Bug of the day: 2016-12-14
The previous day, I was looking at the debug logs and noticed a general teardown of the pipeline (setting state to NULL, removing elements, etc) when something crashed (e.g. wrong parameters => failed to link). I was thinking it absolutely shouldn’t happen and went to fix it. I could reproduce the pipeline crashing completely, but not the teardown. In any case, I pushed some fixes for it to fail more gracefully and went to sleep.
Next day, the pipeline started crashing for no apparent reason when I was trying to debug something else. I opened the log and, sure enough, there was a teardown. I also thought I could see some “child process killed” debug output on stdout, but that was running under screen, and “how do I scroll under screen?” should turned into “meh, that must have been just my idea, I can see the teardown here – plus I’m not getting a core dump”. I tried debugging where it could come from, but it ended up coming from a user command. However, my colleague insisted that the pipeline was just crashing.
Upon closer inspection, I noticed two processes doing teardown simultaneously. I asked my colleague and he said “yes, I was running four RTSP previews at once, but I was only recording to a file on one channel”. I tried seeing which process had the filesink in it, and I noticed it was yet another process, the last line of which was something completely normal and non-error. At that point I scrolled up and, sure enough, the “child process killed” message was there. It was even signal 9 (SIGKILL), which explained the absence of a core dump.
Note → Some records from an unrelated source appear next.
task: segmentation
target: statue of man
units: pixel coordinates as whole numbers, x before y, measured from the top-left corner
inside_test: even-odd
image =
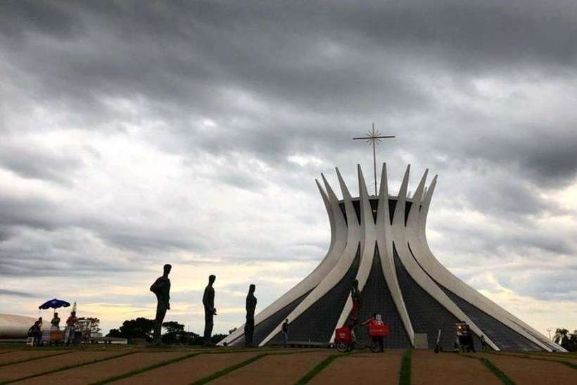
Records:
[[[253,346],[253,333],[255,331],[255,309],[256,308],[255,286],[248,286],[246,295],[246,322],[244,324],[244,343],[247,346]]]
[[[203,295],[203,305],[204,305],[204,343],[210,345],[210,337],[213,335],[213,327],[214,326],[213,318],[216,315],[215,308],[215,289],[213,284],[215,283],[216,276],[210,275],[208,277],[208,285],[204,289]]]
[[[152,286],[151,291],[156,294],[156,300],[158,301],[156,305],[156,317],[154,320],[154,336],[153,343],[160,343],[160,331],[163,327],[163,321],[166,315],[166,310],[170,308],[169,301],[170,300],[170,279],[168,274],[172,267],[167,263],[164,265],[164,272],[162,277],[159,277]]]

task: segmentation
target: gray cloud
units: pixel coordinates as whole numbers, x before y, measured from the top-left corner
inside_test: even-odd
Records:
[[[24,293],[23,291],[15,291],[13,290],[5,290],[0,289],[0,296],[9,296],[13,297],[23,297],[27,298],[36,298],[32,293]]]

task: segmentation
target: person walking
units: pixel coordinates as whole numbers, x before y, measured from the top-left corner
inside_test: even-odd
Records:
[[[284,320],[282,324],[282,347],[286,348],[286,344],[288,343],[288,318]]]

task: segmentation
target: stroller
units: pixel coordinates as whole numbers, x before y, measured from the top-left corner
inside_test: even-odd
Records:
[[[348,326],[343,326],[335,330],[334,344],[336,350],[341,353],[352,351],[355,348],[355,332]]]
[[[455,353],[465,353],[472,351],[475,353],[475,346],[473,343],[473,334],[466,322],[455,324],[457,332],[457,341],[455,343]]]

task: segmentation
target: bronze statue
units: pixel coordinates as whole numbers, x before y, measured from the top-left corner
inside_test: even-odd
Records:
[[[154,320],[154,335],[153,337],[153,343],[160,344],[160,331],[163,327],[163,321],[164,316],[166,315],[166,310],[170,309],[170,279],[168,279],[168,274],[170,273],[170,269],[172,267],[170,265],[166,264],[164,265],[164,273],[162,277],[159,277],[152,286],[151,286],[151,291],[156,294],[156,300],[158,301],[156,305],[156,317]]]
[[[213,284],[215,283],[216,276],[210,275],[208,277],[208,285],[204,289],[203,295],[203,305],[204,305],[204,343],[206,345],[212,345],[210,337],[213,335],[213,327],[214,326],[213,318],[217,315],[215,308],[215,289]]]
[[[248,286],[248,294],[246,295],[246,323],[244,324],[244,343],[247,346],[253,346],[253,333],[255,331],[255,309],[256,297],[255,285]]]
What had really happened: I was already debugging something else, so I had set debug log level to a high value. My colleague was running four channels at once, which means four different RTSP sessions, which encoded their streams four times, on a CPU encoder. When the time came for one of these four sessions to start encoding again in order to write it on the file, the machine simply couldn’t handle the load, the child process took longer than the configured timeout to respond and ended up getting killed as “probably deadlocked”.